Magistrados federais publicam carta aberta em defesa do juiz de garantias

Para 50 juízes e desembargadores que assinam texto, passo é decisivo para a superação do processo penal inquisitivo

Publicado por Jota Info
há 4 anos

Cinquenta juízes e desembargadores federais assinaram uma carta aberta em defesa do juiz de garantias.

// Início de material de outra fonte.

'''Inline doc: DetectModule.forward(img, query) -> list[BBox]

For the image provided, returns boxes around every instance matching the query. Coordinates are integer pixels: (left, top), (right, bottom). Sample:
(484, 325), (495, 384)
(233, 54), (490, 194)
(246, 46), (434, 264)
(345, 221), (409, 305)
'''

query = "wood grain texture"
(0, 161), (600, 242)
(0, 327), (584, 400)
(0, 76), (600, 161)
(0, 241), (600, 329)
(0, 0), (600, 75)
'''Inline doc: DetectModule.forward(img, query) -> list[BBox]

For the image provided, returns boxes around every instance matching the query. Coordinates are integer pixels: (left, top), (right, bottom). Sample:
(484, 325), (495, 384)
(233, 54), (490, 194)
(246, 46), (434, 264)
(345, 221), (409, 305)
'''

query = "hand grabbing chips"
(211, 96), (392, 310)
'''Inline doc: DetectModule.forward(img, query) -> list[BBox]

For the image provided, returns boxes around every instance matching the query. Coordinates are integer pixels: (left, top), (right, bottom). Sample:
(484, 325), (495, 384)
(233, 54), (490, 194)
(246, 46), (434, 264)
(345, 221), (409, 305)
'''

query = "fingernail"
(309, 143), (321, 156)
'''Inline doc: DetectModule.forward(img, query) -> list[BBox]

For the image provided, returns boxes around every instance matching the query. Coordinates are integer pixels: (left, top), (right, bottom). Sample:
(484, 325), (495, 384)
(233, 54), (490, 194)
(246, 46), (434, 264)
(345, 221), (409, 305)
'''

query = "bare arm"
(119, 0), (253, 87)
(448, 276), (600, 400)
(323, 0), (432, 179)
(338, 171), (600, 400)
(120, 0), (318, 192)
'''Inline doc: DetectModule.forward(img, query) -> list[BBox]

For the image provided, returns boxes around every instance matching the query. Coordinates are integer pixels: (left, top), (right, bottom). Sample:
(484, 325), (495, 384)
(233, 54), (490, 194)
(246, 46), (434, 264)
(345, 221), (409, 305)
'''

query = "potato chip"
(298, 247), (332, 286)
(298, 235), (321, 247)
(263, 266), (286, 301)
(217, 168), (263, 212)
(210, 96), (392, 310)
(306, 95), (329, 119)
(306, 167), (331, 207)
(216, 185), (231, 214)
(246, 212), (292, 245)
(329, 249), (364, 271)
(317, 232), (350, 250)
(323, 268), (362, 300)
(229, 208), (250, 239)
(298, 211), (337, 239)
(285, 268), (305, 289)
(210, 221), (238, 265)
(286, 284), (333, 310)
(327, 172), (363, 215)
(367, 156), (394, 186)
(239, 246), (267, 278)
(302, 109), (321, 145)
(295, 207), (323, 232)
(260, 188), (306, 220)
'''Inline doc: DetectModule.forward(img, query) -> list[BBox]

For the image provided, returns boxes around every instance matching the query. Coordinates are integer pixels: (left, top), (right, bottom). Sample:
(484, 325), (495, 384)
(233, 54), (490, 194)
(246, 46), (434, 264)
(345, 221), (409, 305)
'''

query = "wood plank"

Para eles, a “criação do juiz de garantias representa a qualificação da garantia do juiz imparcial” e “um passo decisivo para a superação do processo penal inquisitivo, onde a figura do juiz se confunde com a do investigador/acusador”.

A carta é assinada, dentre outros, pelas juízes Claudia Maria Dadico e Ana Inés Algorta Latorre, que atuam respectivamente em Santa Catarina e no Rio Grande do Sul, e pelos desembargadores Ney Bello, do TRF1, e Rogerio Favreto, do TRF4.

Leia a íntegra:

“A Lei n. 13.964/19 modificou o Código de Processo Penal para, dentre outros pontos, introduzir no sistema de justiça criminal brasileiro o “juiz das garantias”, cujas atribuições consistem em controlar a “legalidade da investigação criminal” e garantir os “direitos individuais cuja franquia tenha sido reservada à autorização prévia do Poder Judiciário” (art. 3º-B, CPP).

Sem entrar no mérito das demais modificações operadas na legislação penal e processual penal brasileira pela Lei n. 13.964/19, nós, juízas e juízes federais abaixo identificados, manifestamos nosso apoio à adoção, no Brasil, do instituto do “juiz de garantias”. Trata-se de figura indispensável à densificação da estrutura acusatória de processo penal (imparcialidade do juiz e separação das funções dos sujeitos processuais) e à concretização de direitos humanos.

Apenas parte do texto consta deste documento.